Jakub Kalenský: Successful disinformation has the ability to limit support to Ukraine. If the narrative that the West is to blame for the war spreads further, this will make it difficult to justify supporting Ukraine in the long run. And it will make Russia’s war crimes significantly easier. There are two dimensions why external interference in the information domain harms our domestic sphere. First, Russia seeks out support within the extremist parts of societies which can lead to more polarization within countries.
Second, the undertakings we are experiencing is dismantling trust in democratic institutions in general. This includes not only the government, but also the media. This in dangerous for handling other crises, like pandemics or financial recessions. For now, however, the most important topic in my opinion is the potential domestic disapproval in supporting Ukraine’s cause in the future.
If we consider that Russia has been successful in harming not only Ukraine but also certain democratic processes, what is your recommendation to democratic societies when it comes to preparing for further campaigns related to information manipulation?
Jakub Kalenský: There are actually differing views on whether Russia has been successful or not – I think, unfortunately, they have been. Even if they are increasingly isolated in the world, which they don’t care about, it remains to be seen how much Russian narratives will alter the outcome of elections in democratic countries and how it might influence countries in the Global South.
In terms of defining countermeasures, I propose looking at four aspects, a four-line approach, to better break down what we can do against disinformation. The first component is the tracking and documentation of disinformation. There is much more we can and should do to ensure a coherent and systematic approach to collecting disinformation and making it visible in real time. Secondly, countermeasures include raising awareness of information manipulation by exposing campaigns and investing in prebunking initiatives.

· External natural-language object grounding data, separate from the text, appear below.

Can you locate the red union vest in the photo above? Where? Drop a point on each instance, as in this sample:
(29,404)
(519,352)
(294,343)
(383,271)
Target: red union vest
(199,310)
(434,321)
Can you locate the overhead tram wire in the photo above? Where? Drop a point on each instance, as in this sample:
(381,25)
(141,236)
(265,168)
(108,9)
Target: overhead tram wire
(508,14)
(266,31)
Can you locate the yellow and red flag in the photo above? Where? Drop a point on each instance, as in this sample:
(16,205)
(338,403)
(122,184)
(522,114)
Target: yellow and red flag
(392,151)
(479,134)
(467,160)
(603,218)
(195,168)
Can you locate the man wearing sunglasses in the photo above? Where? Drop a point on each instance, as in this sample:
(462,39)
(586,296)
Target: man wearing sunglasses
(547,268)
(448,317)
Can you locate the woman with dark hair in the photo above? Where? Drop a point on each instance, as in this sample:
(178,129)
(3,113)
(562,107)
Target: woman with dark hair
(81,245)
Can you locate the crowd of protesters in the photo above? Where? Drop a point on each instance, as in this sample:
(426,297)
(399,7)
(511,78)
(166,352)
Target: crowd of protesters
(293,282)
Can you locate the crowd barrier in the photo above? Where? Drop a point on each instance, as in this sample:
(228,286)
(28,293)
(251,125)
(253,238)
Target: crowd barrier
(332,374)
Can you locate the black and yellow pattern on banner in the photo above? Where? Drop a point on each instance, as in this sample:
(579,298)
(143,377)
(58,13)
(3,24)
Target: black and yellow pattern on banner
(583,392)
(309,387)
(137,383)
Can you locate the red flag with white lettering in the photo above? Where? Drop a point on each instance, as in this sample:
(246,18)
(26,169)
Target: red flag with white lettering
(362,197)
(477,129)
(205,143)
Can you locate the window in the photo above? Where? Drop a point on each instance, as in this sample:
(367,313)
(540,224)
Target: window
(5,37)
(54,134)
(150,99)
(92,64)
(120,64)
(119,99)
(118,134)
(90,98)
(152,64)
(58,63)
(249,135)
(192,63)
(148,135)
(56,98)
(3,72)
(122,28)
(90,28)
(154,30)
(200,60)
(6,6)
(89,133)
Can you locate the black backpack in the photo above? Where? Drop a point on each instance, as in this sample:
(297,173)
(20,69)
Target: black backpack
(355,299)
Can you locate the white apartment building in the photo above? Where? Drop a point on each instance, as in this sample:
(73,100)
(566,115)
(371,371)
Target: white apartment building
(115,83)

A third aspect is to engage in media and news literacy and to thereby contribute to more social cohesion. Apart from these three issues that are focused on building resilience, I would like to emphasize the opportunities posed by already existing laws, sanctions, and regulations. The fourth component of fighting disinformation, therefore, is limiting, punishing and deterring actors intentionally spreading false narratives and messages. This also includes organizations. So much more could be done to deter news agencies and media companies, and not only individuals. Only if we address all of these issues together and step up activity in each one of them, can we ensure building useful tools to counter Russian disinformation and upholding support for the Ukrainian cause.
Thank you for taking the time to speak to us.
Jakub Kalenský has joined the Centre’s Hybrid Influence COI as a senior analyst focusing on safeguarding democratic processes. Jakub Kalenský has specialized in disinformation and Russian hybrid activities since 2015 when he joined the newly created East StratCom Task Force in the European Union’s diplomatic service, the EEAS. In the team, Jakub Kalenský was responsible for raising awareness about Russia’s disinformation campaigns, and he and his colleagues founded the EUvsDisinfo campaign. In 2018, Jakub Kalenský joined the Atlantic Council, where he worked in the Ukrainian Election Task Force, and in the Digital Forensic Research Lab, where he focused on Russian disinformation and the countermeasures against it. He testified in the European Parliament or in the US Congress on Russian disinformation attacks in Europe and the countermeasures against it. Before specializing in countering disinformation, Jakub Kalenský worked as a journalist in the Czech Republic.